On a Target run with my mother, I immediately ran to the dollar section at the front of the store, looking for things I definitely don’t need but will ultimately guilt trip my mother into buying. The section was filled with Pride products — sandals, mugs, glasses, and more. A rainbow balloon lettering of ‘PRIDE’ caught my eye, and I knew I wanted to leave the store with it. However, my mom doesn’t know I’m asexual and aromantic. Upon putting it in the cart, her reaction was, “Is there something you’re trying to tell me?” I assured it was only because it was dang cute and a dollar. Little does she know…
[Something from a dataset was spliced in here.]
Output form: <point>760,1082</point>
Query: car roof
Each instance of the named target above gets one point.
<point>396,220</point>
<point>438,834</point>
Between my junior and senior year of high school, I questioned all aspects of myself, as a budding young adult does. Where will I go to college? Will I ever want children? Why the hell am I not attracted to anyone? I never expressed any interest in relationships, despite my friends’ persistence. My friends, who were always in and out of relationships, would tell boys in our classes that I liked them, even when I did not, just to make sure I “at least had a date for prom.” When sex became a hot-topic, I still did not budge. It wasn’t until I liked a boy my junior year that I began to consider I wasn’t straight. He was nice, gave me attention, and brought out my adventurous, rebellious teenage side. When he tried to kiss me, I realized suddenly that I did not want his intimacy. I did not want to kiss him, date him, or anything further. And it wasn’t him specifically, but any man, or woman, I was faced with. That’s when a deep-dive Google search lead me to asexuality and aromanticism.
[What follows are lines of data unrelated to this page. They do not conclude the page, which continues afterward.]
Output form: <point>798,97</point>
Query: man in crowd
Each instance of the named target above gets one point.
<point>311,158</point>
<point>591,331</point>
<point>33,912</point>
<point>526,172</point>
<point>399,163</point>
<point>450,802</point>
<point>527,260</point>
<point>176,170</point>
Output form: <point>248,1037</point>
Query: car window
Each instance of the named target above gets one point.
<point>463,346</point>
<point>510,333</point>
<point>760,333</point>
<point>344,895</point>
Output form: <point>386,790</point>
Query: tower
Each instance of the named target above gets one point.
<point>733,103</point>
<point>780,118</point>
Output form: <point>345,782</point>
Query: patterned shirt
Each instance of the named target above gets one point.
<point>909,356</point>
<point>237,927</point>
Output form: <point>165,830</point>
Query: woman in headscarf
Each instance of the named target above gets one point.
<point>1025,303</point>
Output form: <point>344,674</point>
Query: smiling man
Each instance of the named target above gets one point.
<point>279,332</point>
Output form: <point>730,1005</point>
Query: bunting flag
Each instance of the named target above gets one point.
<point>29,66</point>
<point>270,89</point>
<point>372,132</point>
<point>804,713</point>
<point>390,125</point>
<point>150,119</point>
For the next three years, I put that piece of my identity into a safe, locked it, and threw away the key. I didn’t want to confront the fact that my identity was practically against my evolutionary design. It didn’t help that sex and romance were the number one discussion topics among teenagers and the media. Every once and a while, I would go back to Google and re-read every article, op-ed, and journal on asexuality and reconfirm my feelings. Now entering my third year of college, I’m finally comfortable with my sexuality. There are pieces that still frustrate me: lack of representation, societal pressure, the inability in today’s day and age to have a relationship with these boundaries. I don’t know if I’ll ever find a (queer-platonic) partner that will understand who I am, and not question what is “wrong” with me. For now, I can’t let that stop me from learning to truly accept myself.
The balloons from Target still sit in their package, unopened. I worked up the courage to tell three people I’m ace/aro. I’ve been faking my sexuality for so long, that I’m afraid people won’t believe me. I don’t feel like I deserve to hang the balloons and be proud. Modern society has made progress towards acceptance of LGBTQIA individuals, but asexuality remains under the radar. The ‘A’ in the acronym is more commonly thought of as ally, not asexual, aromantic, or agender. There is a long road ahead of teaching those around me that sex and romance are not inherent truths for every person. The many unknowns in regard to my identity will continue to keep me up at night, but I know this for sure: I am proud to be asexual and aromantic.